Previous studies have revealed interaction between CXCL1 and CXCR2 can modulate the activation of the NLRP3 inflammasome [18]. Inflammatory responses mediated by the NLRP3 inflammasome contribute to motor and cognitive impairments following TBI [12, 14, 45]. Research suggests that inhibiting the activation of NLRP3 inflammasome alleviates neuroinflammation histopathological deficits, as well as improve functional outcome in TBI animal models [37, 46]. After TBI, NLRP3 acts as a sensor molecule that undergoes self-oligomerization. Oligomerized NLRP3 recruits ASC and results in the aggregation of ASC into a macromolecular focus. The assembled ASC then recruits procaspase-1 via CARD-CARD interactions to form the NLRP3 inflammasome. Subsequently, it causes pro-caspase-1 self-cleavage and activation, which facilitates the release of pro-inflammatory cytokines, such as IL-1β and IL-18 [25]. IL-1β production is coordinated with that of TNF-α, which exacerbates secondary brain injury [47]. Consistent with previous findings [48,49,50], we observed the remarkable increase in protein levels of NLRP3 inflammasome components, including NLRP3, ASC, and cleaved caspase-1, as well as increased production of pro-inflammatory factors (such as IL-1β, IL-6, IL-18, and TNF-α) in the lesioned cortical region. These elevations were blocked by the administration of SB332235 which also restores motor and cognitive deficits, indicating a notable protective effect of SB332235 against NLRP3 inflammasome activation after TBI.

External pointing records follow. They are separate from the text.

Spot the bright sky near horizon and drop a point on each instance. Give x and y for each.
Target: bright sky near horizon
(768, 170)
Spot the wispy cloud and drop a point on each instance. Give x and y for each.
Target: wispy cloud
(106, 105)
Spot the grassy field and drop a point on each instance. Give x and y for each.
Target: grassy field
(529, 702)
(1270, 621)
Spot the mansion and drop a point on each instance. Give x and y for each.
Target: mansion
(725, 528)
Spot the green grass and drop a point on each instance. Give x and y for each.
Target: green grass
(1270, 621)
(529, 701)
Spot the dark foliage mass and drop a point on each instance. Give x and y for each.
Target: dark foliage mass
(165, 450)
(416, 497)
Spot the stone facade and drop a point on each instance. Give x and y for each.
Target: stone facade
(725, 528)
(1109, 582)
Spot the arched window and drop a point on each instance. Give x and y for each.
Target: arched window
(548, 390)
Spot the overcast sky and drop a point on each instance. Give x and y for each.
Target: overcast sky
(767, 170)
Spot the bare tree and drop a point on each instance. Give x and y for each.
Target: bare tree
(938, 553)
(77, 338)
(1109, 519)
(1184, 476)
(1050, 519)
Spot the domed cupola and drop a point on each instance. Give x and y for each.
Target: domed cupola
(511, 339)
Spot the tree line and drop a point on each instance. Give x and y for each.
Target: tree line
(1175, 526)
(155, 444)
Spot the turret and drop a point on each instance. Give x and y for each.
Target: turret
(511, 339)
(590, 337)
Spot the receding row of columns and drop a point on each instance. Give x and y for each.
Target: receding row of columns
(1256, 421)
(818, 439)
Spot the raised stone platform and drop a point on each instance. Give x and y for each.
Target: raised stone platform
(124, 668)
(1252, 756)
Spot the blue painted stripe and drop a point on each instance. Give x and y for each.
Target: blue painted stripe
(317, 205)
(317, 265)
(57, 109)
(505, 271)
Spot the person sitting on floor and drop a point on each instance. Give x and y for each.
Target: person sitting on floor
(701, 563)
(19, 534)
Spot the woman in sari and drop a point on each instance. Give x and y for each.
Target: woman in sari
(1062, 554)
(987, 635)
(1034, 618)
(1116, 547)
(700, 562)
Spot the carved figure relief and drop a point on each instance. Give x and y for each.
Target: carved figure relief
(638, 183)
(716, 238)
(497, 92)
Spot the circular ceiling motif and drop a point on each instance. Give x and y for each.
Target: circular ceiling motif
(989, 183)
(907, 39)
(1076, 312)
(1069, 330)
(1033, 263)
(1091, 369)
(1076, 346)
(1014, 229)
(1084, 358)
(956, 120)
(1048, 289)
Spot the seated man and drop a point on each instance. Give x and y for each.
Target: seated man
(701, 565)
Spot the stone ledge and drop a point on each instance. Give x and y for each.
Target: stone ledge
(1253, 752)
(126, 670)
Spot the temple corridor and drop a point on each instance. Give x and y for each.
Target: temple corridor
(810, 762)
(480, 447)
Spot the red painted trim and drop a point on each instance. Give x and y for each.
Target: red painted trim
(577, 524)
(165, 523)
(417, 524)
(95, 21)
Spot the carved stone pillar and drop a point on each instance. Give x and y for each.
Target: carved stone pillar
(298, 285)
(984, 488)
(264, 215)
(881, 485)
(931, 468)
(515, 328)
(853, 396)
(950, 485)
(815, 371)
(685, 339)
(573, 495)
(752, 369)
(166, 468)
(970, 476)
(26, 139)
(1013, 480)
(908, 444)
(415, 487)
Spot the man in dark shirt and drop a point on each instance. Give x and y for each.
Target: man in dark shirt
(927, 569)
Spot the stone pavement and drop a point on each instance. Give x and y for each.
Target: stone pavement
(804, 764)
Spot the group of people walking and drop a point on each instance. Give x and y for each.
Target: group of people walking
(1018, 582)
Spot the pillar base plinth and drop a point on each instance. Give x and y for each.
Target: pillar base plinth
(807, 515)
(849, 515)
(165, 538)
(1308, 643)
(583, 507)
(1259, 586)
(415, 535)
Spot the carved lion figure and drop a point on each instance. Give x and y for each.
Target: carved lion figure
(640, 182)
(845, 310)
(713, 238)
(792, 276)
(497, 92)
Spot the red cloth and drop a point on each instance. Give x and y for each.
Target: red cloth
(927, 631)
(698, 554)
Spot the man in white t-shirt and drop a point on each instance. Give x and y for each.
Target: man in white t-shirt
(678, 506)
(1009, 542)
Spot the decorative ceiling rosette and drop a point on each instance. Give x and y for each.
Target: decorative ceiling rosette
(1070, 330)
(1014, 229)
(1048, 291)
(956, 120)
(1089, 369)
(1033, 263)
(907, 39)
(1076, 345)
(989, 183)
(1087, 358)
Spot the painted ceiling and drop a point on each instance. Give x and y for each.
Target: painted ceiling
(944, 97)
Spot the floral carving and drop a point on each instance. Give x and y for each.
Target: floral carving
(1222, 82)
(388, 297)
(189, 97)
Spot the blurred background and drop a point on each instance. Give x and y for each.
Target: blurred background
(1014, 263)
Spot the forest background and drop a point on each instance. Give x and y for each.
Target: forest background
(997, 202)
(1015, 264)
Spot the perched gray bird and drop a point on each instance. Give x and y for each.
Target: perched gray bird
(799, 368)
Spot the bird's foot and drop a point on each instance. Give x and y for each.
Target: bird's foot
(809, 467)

NLPR3 inflammasome is predominantly expressed in microglia, which is thought to significantly contribute to brain tissue damage and neurological impairments after TBI [16]. Du et al. [9] demonstrated that activated microglia is associated with sustained augmentation in the expression of pro-inflammatory cytokines such as IL-1β and TNF-α. Another study demonstrated that SB332235 inhibits CXCR2 activity in activated microglia, thereby reducing inflammatory responses and promoting recovery following TBI [44]. In this study, we further investigated the effects of SB332235 on TBI-induced inflammatory responses. Microglia exhibit a notably ramified morphology under basal or “resting” conditions, and de-ramification is considered an enhanced classical activation in inflammatory conditions [51, 52]. Consistent with previous findings [8, 53, 54], we discovered that the number of Iba1-containing cells with activated microglia was strikingly augmented on day 3, along with morphological changes in the injured site. Microglia became incrementally de-ramified in TBI-exposed mice, as characterized by enlarged cell bodies and shorter and thicker processes. Our results revealed that SB332235 treatment inactivated microglia and impeded the expression levels of pro-inflammatory cytokines caused by TBI. Future studies focusing on genetic profiling of de-ramified microglia will be an important challenge in understanding the anti-inflammatory effect of SB332235 after brain injury.

In summary, our data provides evidence for the potential therapeutic use of SB332235 in the treatment of TBI. Further research aimed at translating these findings into clinical applications would be highly advantageous, especially with regard to the function of SB33223 in inhibiting the NLRP3 inflammasome pathway in TBI.